Travestido de malandro, o vocalista Marcos tentou misturar clichês do rock e do samba

Travestido de malandro, o vocalista Marcos tentou misturar clichês do rock e do samba

A malandragem carioca está em alta. Ao menos na enésima tentativa de misturar samba com rock, dessa vez pelo grupo carioca Mané Sagaz, que garantiu ao bom público do Humaitá Pra Peixe um animado final de domingo, na Sala Baden Powell. Na abertura, o repertório apenas razoável do Doces Cariocas serviu para projetar Alexia Bomtempo, a melhor cantora do festival até agora.

A música do Doces Cariocas é marcada pela suavidade com que os músicos compõem e interpretam canções que parecem pinçadas de movimentos musicais distintos dentro da música brasileira. O hit deles, por exemplo, tocado duas vezes, é o sambinha bossa nova “Quanto Tempo”; a interessante “O Que Será Que Te Excita”, que abriu a noite, flerta com o regionalismo nordestino; e “Chuvisco” revive o parnasianismo do Clube da Esquina.

Só que tudo isso é tocado com uma linearidade que nivela o repertório num plano mediano. Não há uma evolução harmônica aqui, uma ênfase na percussão acolá, um momento solo de um dos integrantes do grupo.

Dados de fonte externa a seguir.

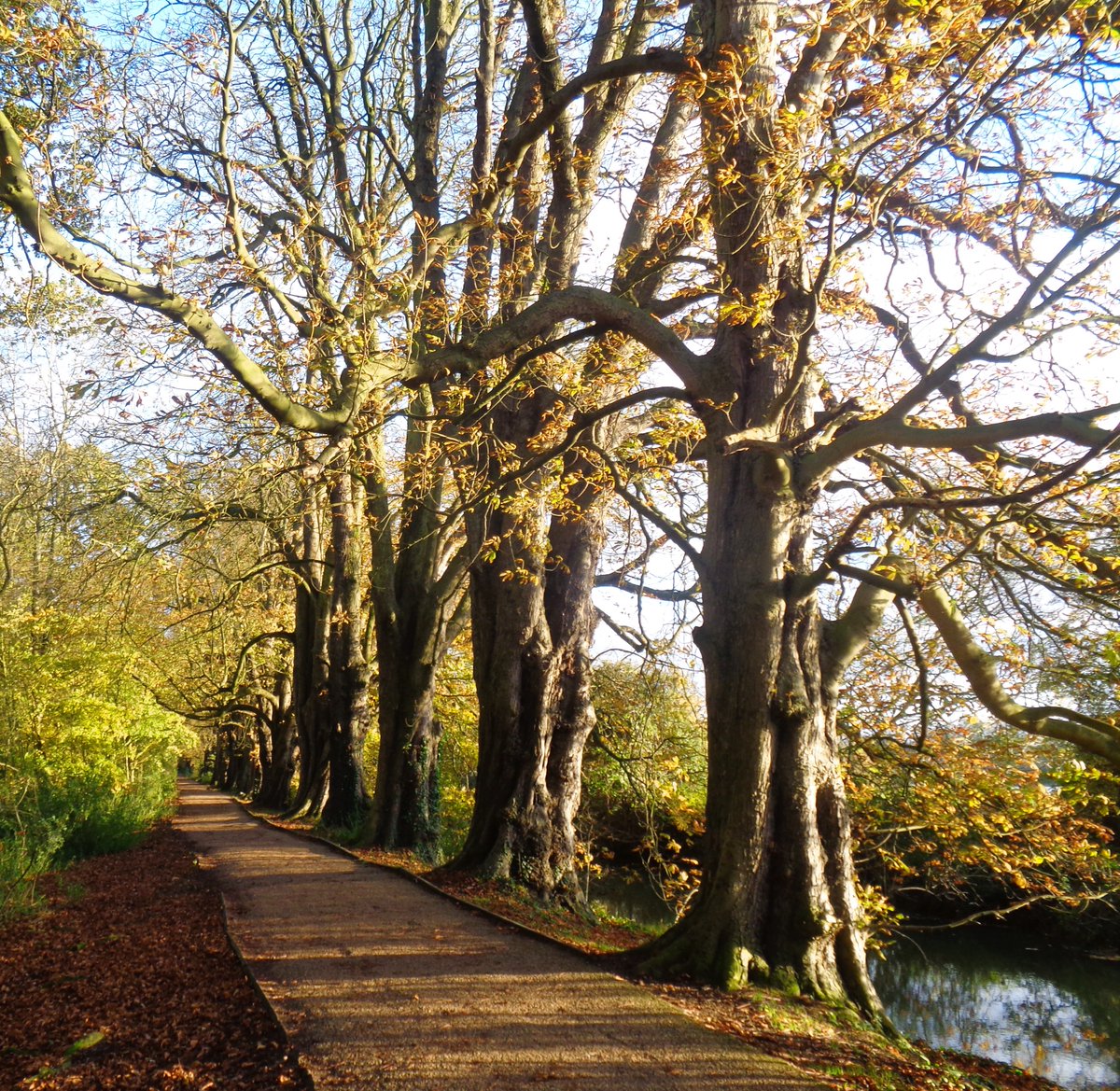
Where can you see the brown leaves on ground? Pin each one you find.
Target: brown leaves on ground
(129, 983)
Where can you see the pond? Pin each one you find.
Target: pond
(996, 992)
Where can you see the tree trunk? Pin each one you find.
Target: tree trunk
(777, 900)
(350, 673)
(532, 637)
(277, 776)
(311, 664)
(777, 897)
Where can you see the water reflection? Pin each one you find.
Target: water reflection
(986, 991)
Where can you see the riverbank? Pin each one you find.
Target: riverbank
(833, 1045)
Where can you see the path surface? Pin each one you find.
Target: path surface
(384, 985)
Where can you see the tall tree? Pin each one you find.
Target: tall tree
(849, 163)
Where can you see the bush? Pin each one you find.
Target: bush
(87, 756)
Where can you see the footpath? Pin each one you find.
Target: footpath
(384, 985)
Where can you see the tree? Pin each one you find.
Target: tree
(841, 415)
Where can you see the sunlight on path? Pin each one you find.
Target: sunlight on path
(381, 984)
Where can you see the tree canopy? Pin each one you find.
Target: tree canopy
(848, 270)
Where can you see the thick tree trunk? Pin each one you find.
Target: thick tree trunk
(777, 897)
(311, 665)
(280, 725)
(532, 667)
(777, 901)
(350, 672)
(406, 812)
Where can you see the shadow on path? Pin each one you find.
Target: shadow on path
(381, 984)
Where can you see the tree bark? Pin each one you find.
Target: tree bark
(777, 897)
(350, 672)
(311, 662)
(280, 727)
(532, 624)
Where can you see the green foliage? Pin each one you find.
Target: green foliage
(87, 756)
(645, 772)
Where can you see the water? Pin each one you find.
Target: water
(989, 991)
(631, 896)
(986, 991)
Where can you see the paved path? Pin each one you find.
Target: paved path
(384, 985)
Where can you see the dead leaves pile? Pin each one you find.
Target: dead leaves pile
(129, 983)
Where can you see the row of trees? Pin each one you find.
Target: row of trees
(798, 285)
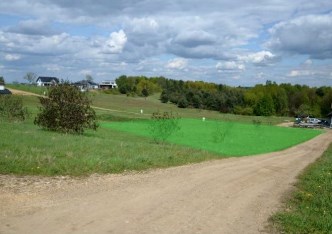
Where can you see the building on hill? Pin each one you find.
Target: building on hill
(3, 90)
(107, 84)
(85, 85)
(47, 81)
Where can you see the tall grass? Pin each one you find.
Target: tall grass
(28, 150)
(309, 209)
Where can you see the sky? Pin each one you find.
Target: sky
(237, 43)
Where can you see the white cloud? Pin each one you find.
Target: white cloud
(144, 25)
(309, 35)
(115, 43)
(230, 66)
(261, 58)
(177, 63)
(12, 57)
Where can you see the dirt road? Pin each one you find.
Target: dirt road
(235, 195)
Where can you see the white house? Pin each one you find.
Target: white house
(3, 90)
(108, 84)
(47, 81)
(85, 85)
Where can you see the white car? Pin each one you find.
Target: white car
(314, 120)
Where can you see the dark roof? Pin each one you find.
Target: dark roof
(47, 79)
(5, 91)
(85, 82)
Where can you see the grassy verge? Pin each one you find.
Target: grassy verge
(225, 138)
(27, 150)
(309, 210)
(28, 88)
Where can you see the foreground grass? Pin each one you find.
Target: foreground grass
(27, 150)
(309, 209)
(225, 138)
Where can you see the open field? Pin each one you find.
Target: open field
(224, 138)
(27, 149)
(234, 195)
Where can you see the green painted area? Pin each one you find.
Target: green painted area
(225, 138)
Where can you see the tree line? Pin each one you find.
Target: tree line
(261, 100)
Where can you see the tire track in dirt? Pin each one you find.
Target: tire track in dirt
(235, 195)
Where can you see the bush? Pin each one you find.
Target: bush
(67, 110)
(163, 125)
(12, 109)
(183, 103)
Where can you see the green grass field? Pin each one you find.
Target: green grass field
(224, 138)
(27, 149)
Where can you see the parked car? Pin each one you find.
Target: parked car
(324, 123)
(314, 120)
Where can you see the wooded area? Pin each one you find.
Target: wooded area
(261, 100)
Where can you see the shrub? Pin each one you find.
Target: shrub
(163, 125)
(67, 110)
(12, 109)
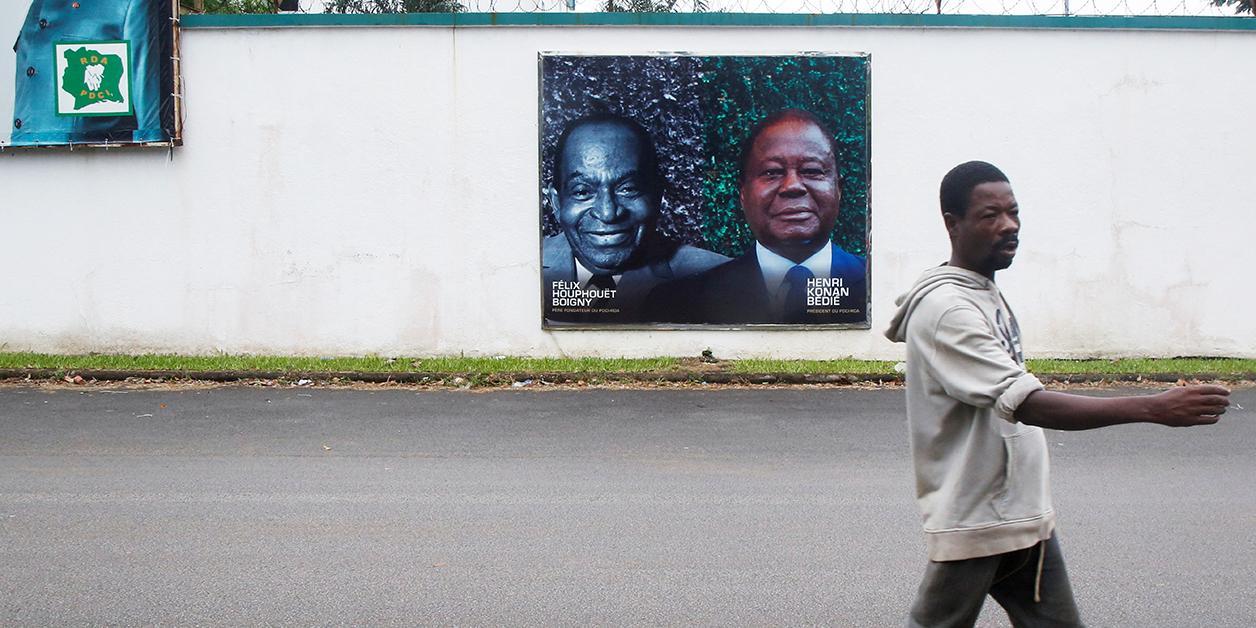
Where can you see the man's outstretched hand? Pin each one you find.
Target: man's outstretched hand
(1186, 406)
(1177, 407)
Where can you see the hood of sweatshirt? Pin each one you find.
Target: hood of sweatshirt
(930, 280)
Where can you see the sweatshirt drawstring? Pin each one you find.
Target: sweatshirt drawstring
(1038, 580)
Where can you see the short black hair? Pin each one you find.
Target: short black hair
(648, 153)
(803, 114)
(957, 185)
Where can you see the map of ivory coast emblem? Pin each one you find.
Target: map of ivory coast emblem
(93, 78)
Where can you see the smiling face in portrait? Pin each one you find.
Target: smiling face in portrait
(606, 197)
(789, 189)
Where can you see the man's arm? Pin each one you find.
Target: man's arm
(1177, 407)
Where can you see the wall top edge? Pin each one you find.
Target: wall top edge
(719, 19)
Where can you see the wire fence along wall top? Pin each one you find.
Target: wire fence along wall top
(1177, 8)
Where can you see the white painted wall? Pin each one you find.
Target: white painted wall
(373, 190)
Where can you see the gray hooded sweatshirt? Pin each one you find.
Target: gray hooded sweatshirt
(981, 477)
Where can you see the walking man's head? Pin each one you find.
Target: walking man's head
(981, 217)
(607, 190)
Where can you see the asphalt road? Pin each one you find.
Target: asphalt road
(564, 508)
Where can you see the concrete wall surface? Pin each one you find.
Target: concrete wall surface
(374, 190)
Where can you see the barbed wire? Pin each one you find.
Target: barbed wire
(1084, 8)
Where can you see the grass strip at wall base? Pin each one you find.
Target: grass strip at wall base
(504, 371)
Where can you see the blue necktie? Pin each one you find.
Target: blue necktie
(795, 297)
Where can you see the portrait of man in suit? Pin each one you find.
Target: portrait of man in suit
(606, 194)
(145, 25)
(794, 274)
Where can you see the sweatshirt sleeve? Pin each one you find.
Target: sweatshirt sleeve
(972, 367)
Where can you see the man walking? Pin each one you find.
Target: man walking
(976, 421)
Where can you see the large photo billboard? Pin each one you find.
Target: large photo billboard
(96, 72)
(681, 190)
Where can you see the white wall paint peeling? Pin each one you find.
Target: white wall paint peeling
(373, 190)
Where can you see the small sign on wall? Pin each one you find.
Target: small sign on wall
(93, 78)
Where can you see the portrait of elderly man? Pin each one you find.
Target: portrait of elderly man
(790, 196)
(145, 24)
(606, 194)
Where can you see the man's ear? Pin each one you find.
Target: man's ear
(553, 196)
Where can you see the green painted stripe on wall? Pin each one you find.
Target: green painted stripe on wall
(717, 19)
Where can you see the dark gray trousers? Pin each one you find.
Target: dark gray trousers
(953, 592)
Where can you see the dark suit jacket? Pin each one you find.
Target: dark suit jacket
(734, 293)
(665, 263)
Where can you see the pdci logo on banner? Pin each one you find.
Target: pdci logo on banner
(93, 78)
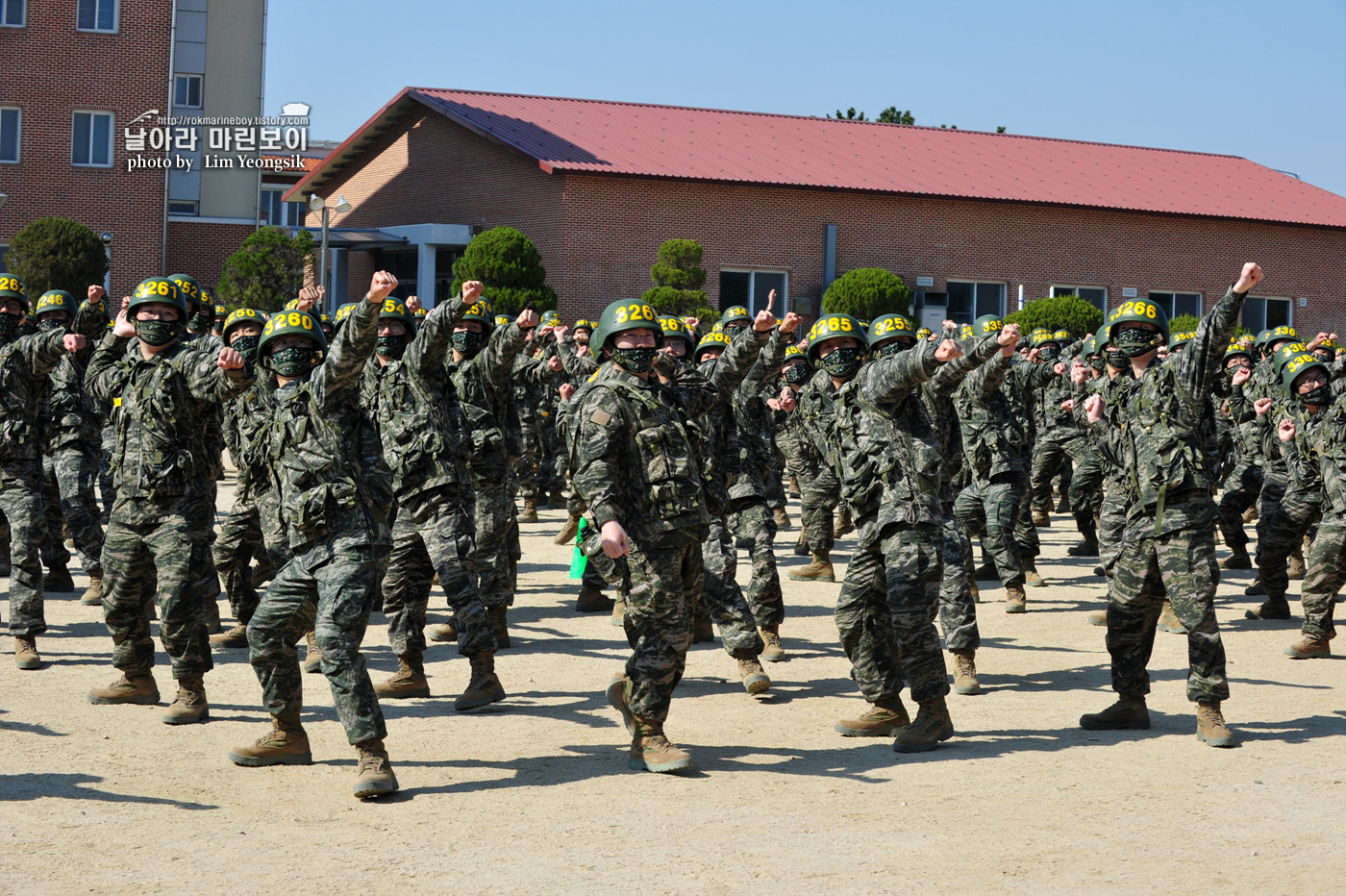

Nessa pasmaceira realça a bela voz de Alexia Bomtempo, que canta certinho do dueto com Pierre Aderne. Não por acaso os momentos mais interessantes do show foram “Farol da Bahia”, que ela gravou em seu disco solo, e “Swing de Campo Grande”, que empolgou no encerramento, ambas emprestadas dos Novos Baianos.

Guitarras pesadas e tamborins estão no cardápio do Mane Sagaz, que propõe a mistura de rock e samba, com a “alma do carioca”, como diz logo de cara o vocalista Marcos. Ele aparece travestido de malandro da Lapa, e embora tenha um bom gogó, seu gingado não convence como sambista, tampouco como roqueiro. Os melhores momentos acontecem no hit “Vitamina C”, que fechou o show em grande estilo, e em “Cafuné”, candidata a tal, repetida no bis. A versão de “Tiro ao Álvaro”, do paulistano Adoniran Barbosa, não reafirmou a decantada “alma”.

O problema principal, no entanto, é que não ocorre a fusão em si. Os dois gêneros não são desconstruídos para se retirar elementos de ambos e formar um terceiro. Tem-se clichês do samba (pandeiro, marcação, etc) de um lado, e do rock (guitarras à AC/DC), de outro. É como se a música fosse muito mais uma questão de arranjo do que de composição, e tudo pudesse virar samba ou rock a partir daí. Até o cover escolhido não foge do óbvio: “As Rosas Não Falam”, de Cartola, uma das mais reinterpretadas de que se tem notícia. Prova de que faltou sagacidade ao Mané.